Dommage que Bénazet ne demande pas à ses assassins du maquis de procéder,
eux aussi,à un jugement en règle,avec avocats,plaidoiries et paperasse,
au lieu d'abattre des gens par derrière,de les surprendre au milieu
de leurs familles,de les enlever et de les tuer.Bénazet ne songe pas au sort
des policiers de Bonneville.Quelle garantie de justice ont-ils trouvée,ceux-là ?
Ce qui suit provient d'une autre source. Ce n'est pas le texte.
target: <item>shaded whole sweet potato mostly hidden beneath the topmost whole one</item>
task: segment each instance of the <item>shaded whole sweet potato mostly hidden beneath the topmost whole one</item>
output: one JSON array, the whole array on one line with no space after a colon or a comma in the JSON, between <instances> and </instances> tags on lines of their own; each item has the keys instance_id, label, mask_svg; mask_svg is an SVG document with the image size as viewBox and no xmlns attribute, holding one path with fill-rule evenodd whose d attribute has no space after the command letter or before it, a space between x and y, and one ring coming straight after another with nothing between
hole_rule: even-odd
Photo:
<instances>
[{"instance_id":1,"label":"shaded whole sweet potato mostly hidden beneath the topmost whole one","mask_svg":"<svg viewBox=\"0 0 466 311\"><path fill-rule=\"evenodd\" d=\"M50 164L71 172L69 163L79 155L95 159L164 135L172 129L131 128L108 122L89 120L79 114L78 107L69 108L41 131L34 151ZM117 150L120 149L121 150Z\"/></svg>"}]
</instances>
Quels tribunaux régulièrement constitués les ont jugés ? ""Aucun membre de l'ordre judiciaire,aucun officier de l'armée régulière
ne figure dans ces cours martiales",
s'écrie Bénazet.Et dans les cours
martiales illégales que vous avez instituées,où sont-ils les membres
de l'ordre judiciaire,les officiers de l'armée régulière dont vous réclamez
la présence pour les vôtres ?
Comment ont-ils pu se défendre,ces malheureux qui étaient en service
commandé,dont certains venaient des villes bombardées ?
Ils étaient plusieurs de Nantes,où ils avaient peut-être tout perdu
et ils n'avaient pris aucune part à aucune action contre vos amis.
Vous les avez enlevés,jugés et tués à huis clos,sans débats,sans avocats,
sans juges.N'étaient-ils pas Français,eux aussi ?.
("Un Katyn français",éditorial de P.Henriot,prononcé le 6 mars 1944 à 12h40).